Industry good practice for saturation diving

Article published in the Regulator | Issue 2: 2017

Saturation divers work at great depths for prolonged periods of time. They live in a pressurised chamber on a diving support vessel (DSV), travelling to and from their worksite on the seabed in a similarly pressurised chamber called a diving bell. Before returning to normal atmospheric pressure, divers must first decompress slowly to eliminate inert gasses from their bodies or they risk decompression sickness and even death.

In the event of an emergency evacuation from a DSV, saturation divers enter a self-propelled hyperbaric lifeboat (SPHL) or hyperbaric rescue chamber (HRC). The SPHL or HRC is then deployed overboard, and recovered to a hyperbaric rescue vessel (HRV) to be transported to a hyperbaric reception facility (HRF) where the divers can safely decompress.

Facility operators and diving contractors consistently identify that operational failure of the SPHL or HRC is a risk during saturation diving activities. Typically, the causes of such a failure include unsuccessful deployment, dropped SPHL or HRC, loss of structural integrity (hull), mechanical damage, environmental factors, and operator error.

This type of operational failure has the potential to cause multiple diver fatalities and is classified as a major accident event. Facility operators and diving contractors must ensure that control measures are in place and are being implemented to reduce the risk of an SPHL or HRC failure to a level that is as low as reasonably practicable.

NOPSEMA is pleased that our recent assessments of safety cases and diving-related inspections show that control measures for possible SPHL or HRC failure generally reflect good industry practice. There is, however, scope for improvement. To promote continuous improvement, NOPSEMA would like to share some examples of good industry practice.

First, many safety cases include the provision of a HRV with capabilities to recover the SPHL or HRC to its deck and provide life support to the diver until the SPHL or HRC is safely delivered to a HRF.

Second, safety cases have specified that all davits or A-frames must be rated to the safe working load of the SPHL or HRC that they are being used to recover. Also, any cranes or other lifting equipment that will be used to transfer the SPHL or HRC onto another facility must be suitable for personnel lifts and be fitted with associated personnel lift controls.

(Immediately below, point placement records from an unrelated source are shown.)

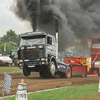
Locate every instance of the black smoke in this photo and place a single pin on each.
(78, 20)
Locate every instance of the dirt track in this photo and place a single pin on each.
(35, 83)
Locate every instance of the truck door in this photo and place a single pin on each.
(49, 46)
(95, 50)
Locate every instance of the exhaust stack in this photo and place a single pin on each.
(56, 30)
(56, 45)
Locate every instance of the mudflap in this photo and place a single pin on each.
(63, 70)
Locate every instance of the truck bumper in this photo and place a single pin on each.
(32, 63)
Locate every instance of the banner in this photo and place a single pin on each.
(7, 83)
(5, 47)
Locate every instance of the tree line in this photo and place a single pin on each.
(9, 42)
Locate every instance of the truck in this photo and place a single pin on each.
(81, 64)
(13, 55)
(38, 52)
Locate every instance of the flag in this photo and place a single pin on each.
(7, 83)
(5, 46)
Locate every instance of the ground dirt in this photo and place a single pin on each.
(35, 82)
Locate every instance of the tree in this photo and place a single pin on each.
(11, 39)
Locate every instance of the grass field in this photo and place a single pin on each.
(10, 69)
(87, 92)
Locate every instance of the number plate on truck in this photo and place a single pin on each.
(31, 66)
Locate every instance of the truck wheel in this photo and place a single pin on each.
(26, 71)
(52, 68)
(41, 73)
(68, 72)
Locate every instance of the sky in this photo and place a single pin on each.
(8, 20)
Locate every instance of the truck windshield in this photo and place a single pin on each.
(31, 41)
(96, 45)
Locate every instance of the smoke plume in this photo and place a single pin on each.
(79, 20)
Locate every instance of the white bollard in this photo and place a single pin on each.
(99, 86)
(21, 92)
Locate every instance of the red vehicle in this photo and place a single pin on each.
(95, 56)
(86, 66)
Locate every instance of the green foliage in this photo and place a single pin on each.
(11, 39)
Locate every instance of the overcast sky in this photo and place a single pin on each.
(9, 21)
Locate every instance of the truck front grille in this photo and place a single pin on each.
(29, 54)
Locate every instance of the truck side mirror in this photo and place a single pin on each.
(50, 41)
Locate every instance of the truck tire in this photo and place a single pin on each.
(68, 72)
(26, 71)
(52, 68)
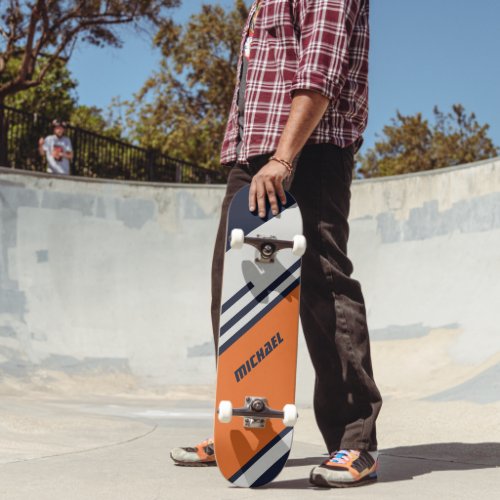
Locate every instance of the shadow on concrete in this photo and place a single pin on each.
(407, 462)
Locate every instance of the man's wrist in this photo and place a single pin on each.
(287, 164)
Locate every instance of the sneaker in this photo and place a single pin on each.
(346, 468)
(202, 455)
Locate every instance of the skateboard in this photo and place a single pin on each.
(257, 354)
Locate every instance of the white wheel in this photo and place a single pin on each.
(225, 412)
(290, 415)
(237, 238)
(299, 245)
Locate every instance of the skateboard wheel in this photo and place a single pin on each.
(225, 412)
(290, 415)
(237, 238)
(299, 245)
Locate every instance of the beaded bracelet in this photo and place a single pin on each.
(285, 163)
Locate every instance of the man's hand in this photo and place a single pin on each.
(268, 183)
(307, 109)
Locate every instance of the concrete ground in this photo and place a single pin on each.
(56, 446)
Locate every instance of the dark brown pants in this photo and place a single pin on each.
(332, 310)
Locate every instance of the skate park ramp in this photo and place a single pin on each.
(105, 336)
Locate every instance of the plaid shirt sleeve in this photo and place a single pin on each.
(326, 28)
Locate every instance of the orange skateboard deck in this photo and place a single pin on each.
(257, 355)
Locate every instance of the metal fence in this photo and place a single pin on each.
(94, 155)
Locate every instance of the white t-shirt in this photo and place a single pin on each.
(54, 147)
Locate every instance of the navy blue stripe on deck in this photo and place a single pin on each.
(261, 453)
(272, 472)
(241, 218)
(259, 298)
(255, 319)
(237, 296)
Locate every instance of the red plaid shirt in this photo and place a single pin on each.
(319, 45)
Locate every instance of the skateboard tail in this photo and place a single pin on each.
(267, 464)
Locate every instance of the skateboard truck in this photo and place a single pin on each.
(267, 246)
(256, 412)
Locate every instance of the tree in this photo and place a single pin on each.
(54, 97)
(41, 33)
(412, 144)
(182, 109)
(92, 118)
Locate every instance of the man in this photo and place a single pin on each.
(301, 100)
(57, 149)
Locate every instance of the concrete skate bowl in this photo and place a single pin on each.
(105, 286)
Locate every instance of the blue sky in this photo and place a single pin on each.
(425, 53)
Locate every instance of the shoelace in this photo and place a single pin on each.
(340, 457)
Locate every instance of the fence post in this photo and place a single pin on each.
(3, 138)
(150, 164)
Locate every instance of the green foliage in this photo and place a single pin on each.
(182, 109)
(412, 144)
(41, 33)
(91, 118)
(54, 97)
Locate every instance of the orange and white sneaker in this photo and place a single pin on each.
(201, 455)
(346, 468)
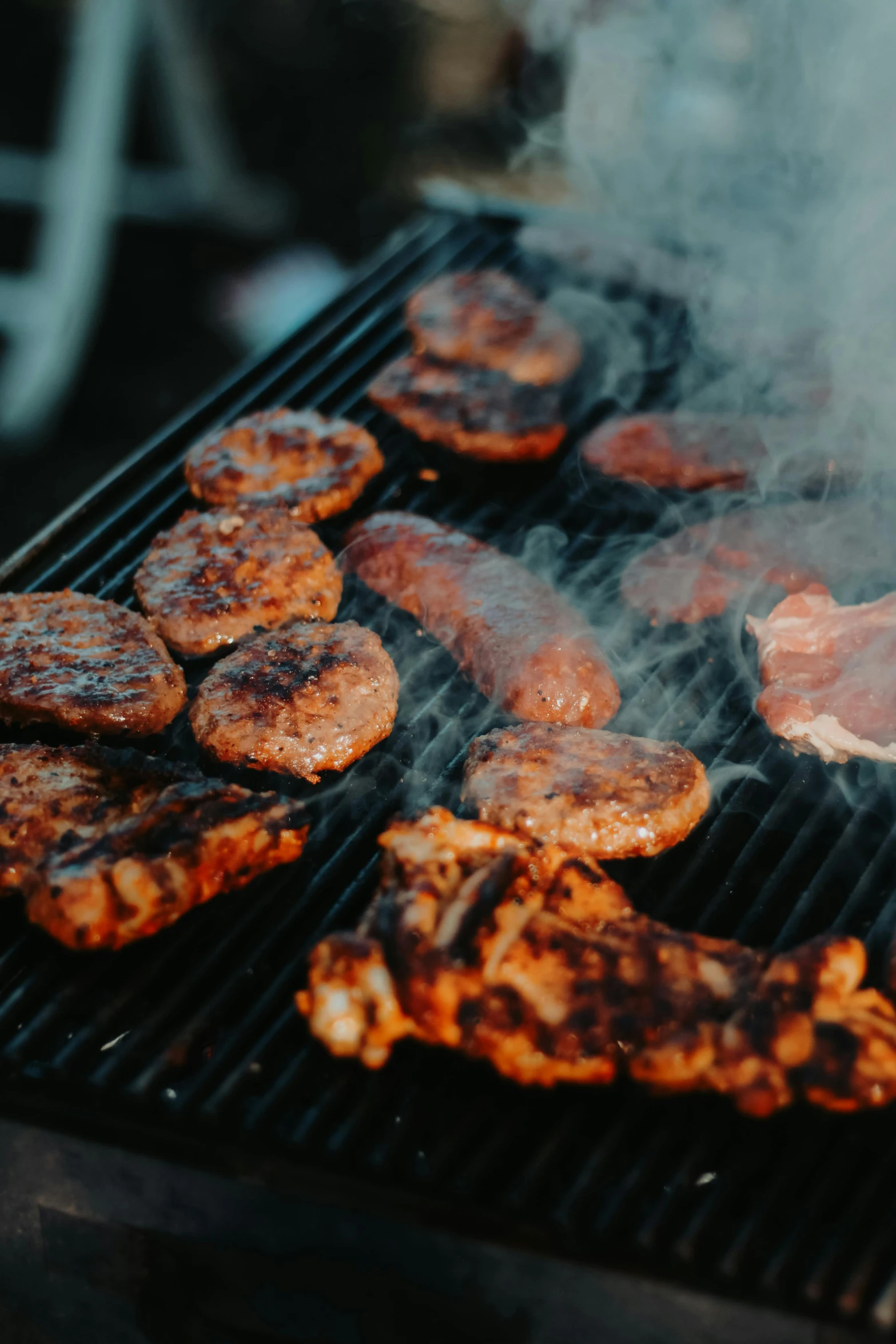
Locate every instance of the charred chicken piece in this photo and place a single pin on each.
(808, 1030)
(86, 665)
(216, 577)
(488, 319)
(828, 675)
(593, 792)
(517, 953)
(53, 799)
(512, 635)
(687, 451)
(298, 701)
(475, 412)
(195, 840)
(312, 466)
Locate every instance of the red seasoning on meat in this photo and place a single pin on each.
(488, 319)
(512, 635)
(828, 675)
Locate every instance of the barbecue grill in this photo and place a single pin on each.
(186, 1053)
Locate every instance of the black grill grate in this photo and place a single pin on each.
(193, 1037)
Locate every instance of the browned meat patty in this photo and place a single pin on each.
(700, 570)
(475, 412)
(86, 665)
(828, 675)
(55, 797)
(598, 793)
(314, 467)
(214, 577)
(195, 840)
(300, 701)
(485, 317)
(512, 635)
(692, 452)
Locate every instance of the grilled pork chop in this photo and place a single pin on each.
(476, 412)
(828, 675)
(519, 953)
(512, 635)
(300, 701)
(485, 317)
(688, 451)
(214, 577)
(599, 793)
(314, 467)
(85, 665)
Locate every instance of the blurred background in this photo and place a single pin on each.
(182, 182)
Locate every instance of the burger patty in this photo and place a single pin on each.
(828, 675)
(476, 412)
(698, 571)
(214, 577)
(300, 701)
(686, 451)
(55, 797)
(512, 635)
(598, 793)
(86, 665)
(314, 467)
(485, 317)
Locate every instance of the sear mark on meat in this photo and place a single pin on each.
(83, 665)
(691, 452)
(298, 701)
(488, 319)
(558, 979)
(476, 412)
(599, 793)
(700, 570)
(511, 634)
(312, 466)
(216, 577)
(828, 675)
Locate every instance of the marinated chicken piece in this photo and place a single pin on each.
(599, 793)
(55, 797)
(512, 635)
(195, 840)
(86, 665)
(828, 675)
(808, 1030)
(700, 570)
(216, 577)
(476, 412)
(488, 319)
(298, 701)
(312, 466)
(517, 953)
(687, 451)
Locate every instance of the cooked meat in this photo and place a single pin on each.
(81, 663)
(808, 1030)
(512, 634)
(297, 459)
(532, 959)
(300, 701)
(476, 412)
(55, 797)
(698, 571)
(828, 675)
(519, 953)
(485, 317)
(214, 577)
(195, 840)
(690, 451)
(599, 793)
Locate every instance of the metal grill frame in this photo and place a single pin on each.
(798, 1211)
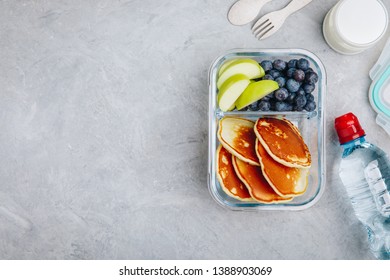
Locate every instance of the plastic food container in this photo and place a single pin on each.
(353, 26)
(379, 93)
(310, 125)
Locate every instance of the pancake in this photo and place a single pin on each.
(238, 137)
(283, 142)
(257, 185)
(286, 181)
(228, 178)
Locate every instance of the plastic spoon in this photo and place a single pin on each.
(244, 11)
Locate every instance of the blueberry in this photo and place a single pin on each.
(254, 106)
(281, 94)
(292, 63)
(281, 81)
(264, 105)
(266, 65)
(274, 73)
(303, 64)
(300, 101)
(308, 88)
(299, 75)
(268, 77)
(292, 85)
(301, 91)
(310, 106)
(311, 78)
(309, 70)
(283, 106)
(291, 98)
(290, 72)
(309, 97)
(267, 97)
(279, 65)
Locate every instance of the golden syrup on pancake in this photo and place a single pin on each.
(227, 176)
(257, 185)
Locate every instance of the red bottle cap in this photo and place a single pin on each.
(348, 128)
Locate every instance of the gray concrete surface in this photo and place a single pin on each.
(103, 143)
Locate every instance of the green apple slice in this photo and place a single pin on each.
(245, 66)
(231, 90)
(255, 91)
(225, 65)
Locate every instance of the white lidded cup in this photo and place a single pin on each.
(353, 26)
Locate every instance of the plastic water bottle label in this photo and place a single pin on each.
(378, 187)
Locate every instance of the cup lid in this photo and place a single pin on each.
(361, 22)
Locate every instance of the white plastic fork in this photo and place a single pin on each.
(271, 22)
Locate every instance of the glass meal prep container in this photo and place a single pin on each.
(310, 124)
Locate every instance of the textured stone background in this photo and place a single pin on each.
(103, 143)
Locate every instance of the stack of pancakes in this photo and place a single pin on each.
(267, 161)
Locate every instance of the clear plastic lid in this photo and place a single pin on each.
(379, 93)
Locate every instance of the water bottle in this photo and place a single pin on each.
(365, 173)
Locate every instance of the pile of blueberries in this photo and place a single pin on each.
(296, 83)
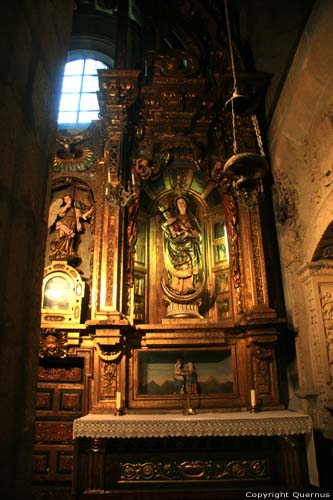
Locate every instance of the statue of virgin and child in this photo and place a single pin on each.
(182, 241)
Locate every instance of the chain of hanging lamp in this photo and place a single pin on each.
(246, 169)
(235, 89)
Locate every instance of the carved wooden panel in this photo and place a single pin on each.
(59, 400)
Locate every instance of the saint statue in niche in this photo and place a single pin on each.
(66, 219)
(182, 248)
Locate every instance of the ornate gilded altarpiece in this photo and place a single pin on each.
(167, 255)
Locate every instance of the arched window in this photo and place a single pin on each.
(78, 103)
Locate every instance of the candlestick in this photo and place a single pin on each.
(253, 400)
(118, 400)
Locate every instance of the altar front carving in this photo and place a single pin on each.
(138, 454)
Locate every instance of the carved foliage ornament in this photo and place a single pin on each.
(194, 470)
(74, 154)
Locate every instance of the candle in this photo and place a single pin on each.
(253, 397)
(118, 400)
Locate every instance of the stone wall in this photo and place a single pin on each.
(34, 38)
(301, 150)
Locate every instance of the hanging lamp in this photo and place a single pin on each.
(244, 169)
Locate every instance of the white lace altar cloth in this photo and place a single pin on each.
(266, 423)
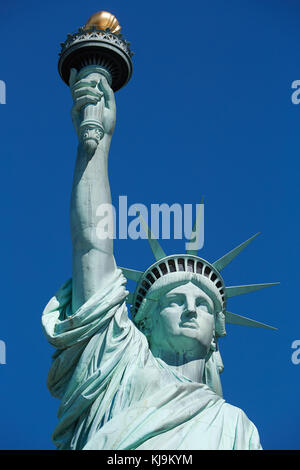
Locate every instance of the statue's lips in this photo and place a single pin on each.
(188, 324)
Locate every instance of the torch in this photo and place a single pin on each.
(97, 49)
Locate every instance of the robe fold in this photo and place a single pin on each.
(116, 395)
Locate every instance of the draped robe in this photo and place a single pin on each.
(116, 395)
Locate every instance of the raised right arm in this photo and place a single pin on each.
(93, 261)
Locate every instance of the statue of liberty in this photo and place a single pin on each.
(149, 380)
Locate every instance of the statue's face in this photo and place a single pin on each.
(184, 321)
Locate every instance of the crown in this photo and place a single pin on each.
(190, 266)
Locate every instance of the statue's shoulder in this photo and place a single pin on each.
(236, 415)
(246, 434)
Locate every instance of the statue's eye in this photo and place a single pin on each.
(175, 301)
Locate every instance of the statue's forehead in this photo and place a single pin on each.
(186, 288)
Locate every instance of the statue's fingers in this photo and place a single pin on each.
(83, 101)
(87, 91)
(72, 79)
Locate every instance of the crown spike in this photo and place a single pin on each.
(244, 321)
(221, 263)
(233, 291)
(197, 222)
(154, 245)
(132, 274)
(130, 298)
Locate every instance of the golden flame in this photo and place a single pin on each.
(103, 20)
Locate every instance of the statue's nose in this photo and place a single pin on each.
(189, 313)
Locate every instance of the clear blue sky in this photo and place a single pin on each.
(207, 112)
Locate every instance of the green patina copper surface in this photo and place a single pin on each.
(152, 380)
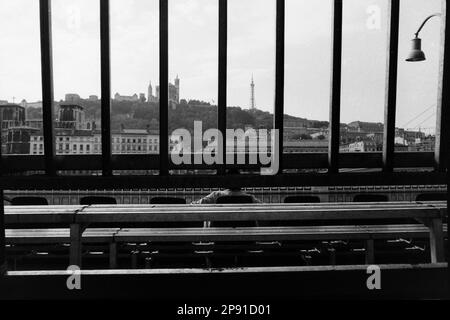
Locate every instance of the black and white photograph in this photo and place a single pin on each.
(224, 158)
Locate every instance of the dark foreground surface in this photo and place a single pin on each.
(397, 282)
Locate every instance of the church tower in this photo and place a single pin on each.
(150, 92)
(177, 85)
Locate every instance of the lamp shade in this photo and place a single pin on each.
(416, 53)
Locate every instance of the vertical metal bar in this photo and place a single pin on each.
(391, 86)
(105, 87)
(163, 86)
(443, 117)
(47, 85)
(442, 153)
(222, 91)
(279, 78)
(335, 99)
(2, 219)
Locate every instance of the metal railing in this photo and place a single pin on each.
(387, 161)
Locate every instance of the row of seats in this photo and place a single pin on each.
(21, 201)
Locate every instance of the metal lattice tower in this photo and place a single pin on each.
(252, 95)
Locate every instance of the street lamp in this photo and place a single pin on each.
(416, 53)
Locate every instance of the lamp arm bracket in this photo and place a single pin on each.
(425, 21)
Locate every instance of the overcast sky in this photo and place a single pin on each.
(193, 53)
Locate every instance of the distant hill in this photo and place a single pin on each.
(140, 115)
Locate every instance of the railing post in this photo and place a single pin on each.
(335, 99)
(391, 86)
(47, 85)
(76, 245)
(443, 99)
(222, 91)
(2, 235)
(164, 87)
(105, 87)
(436, 241)
(442, 154)
(279, 79)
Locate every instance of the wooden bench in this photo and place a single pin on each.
(79, 218)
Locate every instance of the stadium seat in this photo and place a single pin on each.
(370, 198)
(234, 199)
(167, 200)
(432, 197)
(97, 200)
(302, 199)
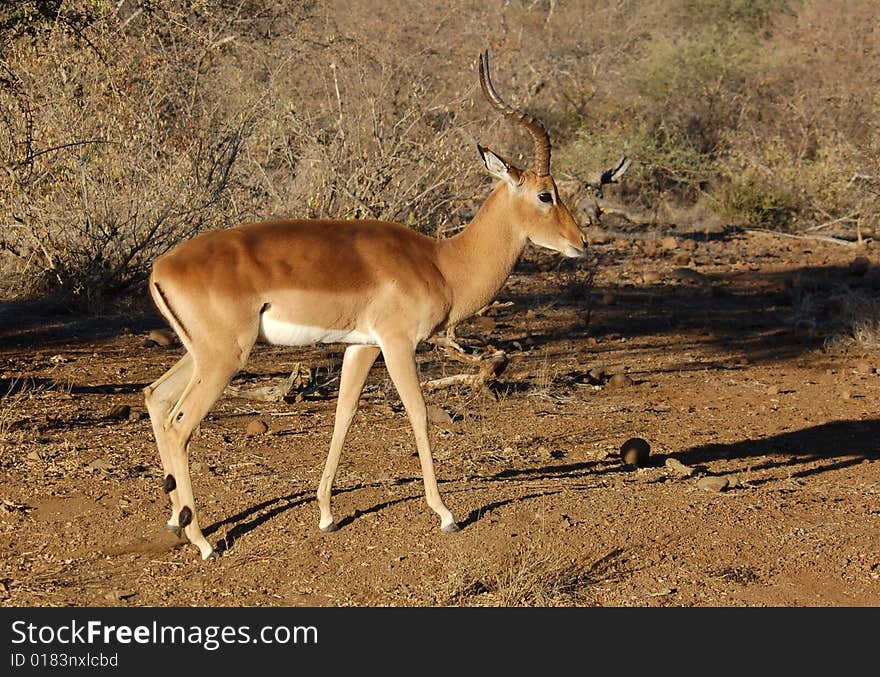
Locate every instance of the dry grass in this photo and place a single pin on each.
(536, 571)
(127, 127)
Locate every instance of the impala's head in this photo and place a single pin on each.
(536, 204)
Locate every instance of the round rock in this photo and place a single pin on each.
(635, 451)
(619, 381)
(715, 484)
(257, 427)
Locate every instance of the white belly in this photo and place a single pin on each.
(281, 333)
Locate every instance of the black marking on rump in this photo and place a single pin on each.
(180, 326)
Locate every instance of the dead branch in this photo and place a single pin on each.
(819, 238)
(299, 381)
(491, 368)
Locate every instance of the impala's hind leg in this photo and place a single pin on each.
(204, 388)
(160, 397)
(355, 367)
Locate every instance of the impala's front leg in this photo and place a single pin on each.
(356, 365)
(401, 363)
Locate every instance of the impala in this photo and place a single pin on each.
(375, 285)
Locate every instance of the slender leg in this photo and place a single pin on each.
(401, 363)
(159, 398)
(203, 390)
(356, 365)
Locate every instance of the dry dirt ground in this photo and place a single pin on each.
(741, 365)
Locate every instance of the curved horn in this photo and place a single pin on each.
(539, 135)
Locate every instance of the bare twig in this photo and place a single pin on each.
(820, 238)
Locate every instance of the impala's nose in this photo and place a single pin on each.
(573, 252)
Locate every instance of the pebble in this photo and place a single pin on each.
(715, 484)
(119, 412)
(620, 381)
(257, 427)
(160, 337)
(438, 414)
(677, 466)
(859, 265)
(681, 259)
(635, 451)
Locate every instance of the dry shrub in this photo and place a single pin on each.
(133, 126)
(115, 152)
(538, 570)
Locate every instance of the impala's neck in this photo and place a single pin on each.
(478, 260)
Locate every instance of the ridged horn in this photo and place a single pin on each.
(541, 165)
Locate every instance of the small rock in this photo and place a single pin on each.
(256, 427)
(669, 243)
(160, 337)
(620, 381)
(681, 259)
(678, 467)
(715, 484)
(100, 464)
(685, 274)
(859, 265)
(482, 324)
(438, 414)
(119, 412)
(635, 451)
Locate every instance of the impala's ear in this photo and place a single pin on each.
(499, 167)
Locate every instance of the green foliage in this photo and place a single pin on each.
(749, 199)
(751, 15)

NOPSEMA would like to remind facility operators and diving contractors that all safety-critical equipment and procedures should be tested and trialled before commencing a diving project. Project drills should include diver muster to the SPHL or HRC, HRV response (less than two hours to recover the HRV to deck), and desktop trials of onshore and offshore emergency response. SPHL and HRC trials should also include:

  • deployment and recovery to the HRV

  • HRV life-support systems

  • SPHL towing trials with emergency life support umbilical

  • SPHL or HRC shore-side recovery

  • SPHL or HRC road transport with life-support package systems

  • SPHL or HRC mating trials with HRF

  • SPHL or HRC thermal balance trials.